I stared at him, a familiar hue of crystal clear blue emitted emitted from his round eyes. The resemblance was uncanny: from Armin's blonde hair to his blue eyes, It was as if we hadn't completely lost Erwin. My throat started to sting as I continued my gaze. 

        Clearing my throat, I broke our eye contact and looked away. "I'm certain a lot of people think so. But they don't know you like we do. I'm saying this with love, Armin, but no one can ever replace that man. You won't be another Erwin Smith..." I bitterly told the truth, showing him my kindest smile right after.

        "But you'll be the only Armin Arlert that could save us all. For now, let's support Hange with all that we got." The young man smiled faintly before letting out another word. 

He placed his hands inside the trench coat pockets and turned forward. "About Eren..." he spoke again. 

        "I don't see you two talk anymore." I pulled a hand through my hair and let out a short sigh. The mentioning of my little brother caused a slight sting in my chest.
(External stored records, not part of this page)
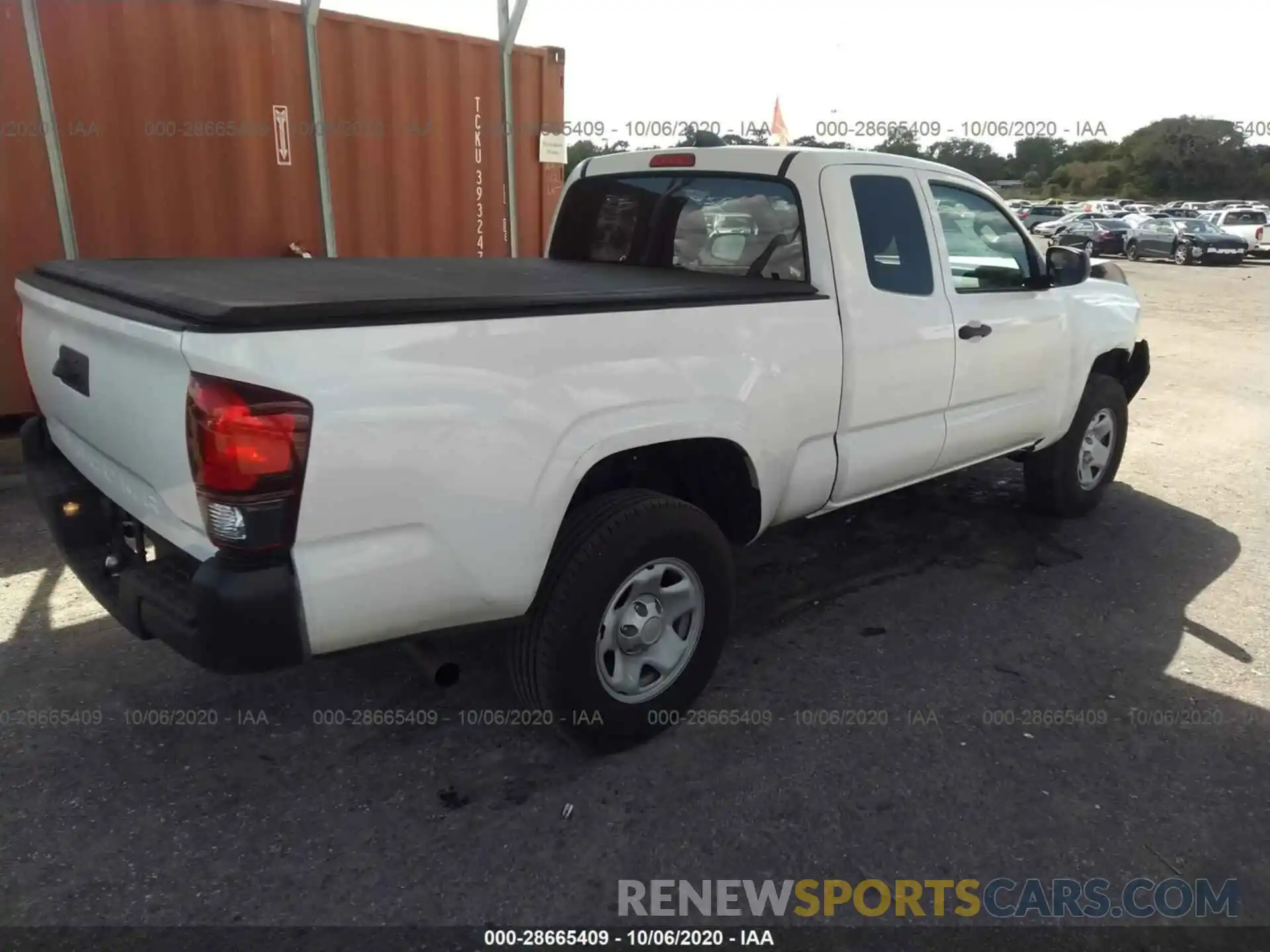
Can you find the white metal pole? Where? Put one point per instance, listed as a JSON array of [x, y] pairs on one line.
[[312, 9], [48, 120], [508, 26]]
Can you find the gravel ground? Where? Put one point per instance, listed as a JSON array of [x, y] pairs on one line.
[[945, 606]]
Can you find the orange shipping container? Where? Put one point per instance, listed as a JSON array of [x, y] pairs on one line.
[[186, 130]]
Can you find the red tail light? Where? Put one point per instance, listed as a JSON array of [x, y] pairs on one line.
[[672, 159], [248, 448]]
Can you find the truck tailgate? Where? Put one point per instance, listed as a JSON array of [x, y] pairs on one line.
[[116, 408]]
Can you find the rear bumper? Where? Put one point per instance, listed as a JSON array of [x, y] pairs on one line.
[[1138, 370], [225, 615]]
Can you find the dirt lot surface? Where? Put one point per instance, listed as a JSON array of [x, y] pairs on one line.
[[947, 606]]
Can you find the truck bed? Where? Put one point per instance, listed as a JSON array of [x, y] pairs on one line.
[[282, 294]]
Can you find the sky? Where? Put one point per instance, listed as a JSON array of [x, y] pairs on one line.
[[1070, 67]]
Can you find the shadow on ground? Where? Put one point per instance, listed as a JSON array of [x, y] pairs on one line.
[[944, 606]]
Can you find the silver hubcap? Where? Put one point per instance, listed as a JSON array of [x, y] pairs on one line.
[[1096, 448], [650, 630]]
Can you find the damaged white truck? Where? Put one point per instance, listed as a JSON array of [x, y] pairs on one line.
[[262, 461]]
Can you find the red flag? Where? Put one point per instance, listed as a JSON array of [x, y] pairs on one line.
[[779, 132]]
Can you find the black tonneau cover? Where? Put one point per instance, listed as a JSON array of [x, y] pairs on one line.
[[277, 294]]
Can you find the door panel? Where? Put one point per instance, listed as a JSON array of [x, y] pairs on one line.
[[1009, 382], [897, 332]]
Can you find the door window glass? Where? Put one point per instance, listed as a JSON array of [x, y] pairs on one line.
[[986, 252]]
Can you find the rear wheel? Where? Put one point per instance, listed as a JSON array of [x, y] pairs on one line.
[[630, 619], [1070, 477]]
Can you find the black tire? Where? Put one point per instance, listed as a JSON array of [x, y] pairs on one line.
[[553, 653], [1050, 475]]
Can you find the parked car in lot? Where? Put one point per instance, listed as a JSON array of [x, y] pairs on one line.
[[1249, 223], [571, 444], [1056, 227], [1040, 215], [1095, 237], [1136, 219], [1185, 241]]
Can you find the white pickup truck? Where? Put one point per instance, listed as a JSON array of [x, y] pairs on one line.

It was like a jab to my chest. Armin was right. There were some instances in which I rarely wanted to speak to him. I didn't know why. Maybe it was because I suddenly felt like there was a broken bridge between us. It was hard to look at him the same after learning everything. 

A bright flash appeared before my eyes and all of a sudden, I remembered the cryptic quote Dr. Jaeger left for me. Could he have been speaking about Eren and I? But how? How could he have known what would happen to us?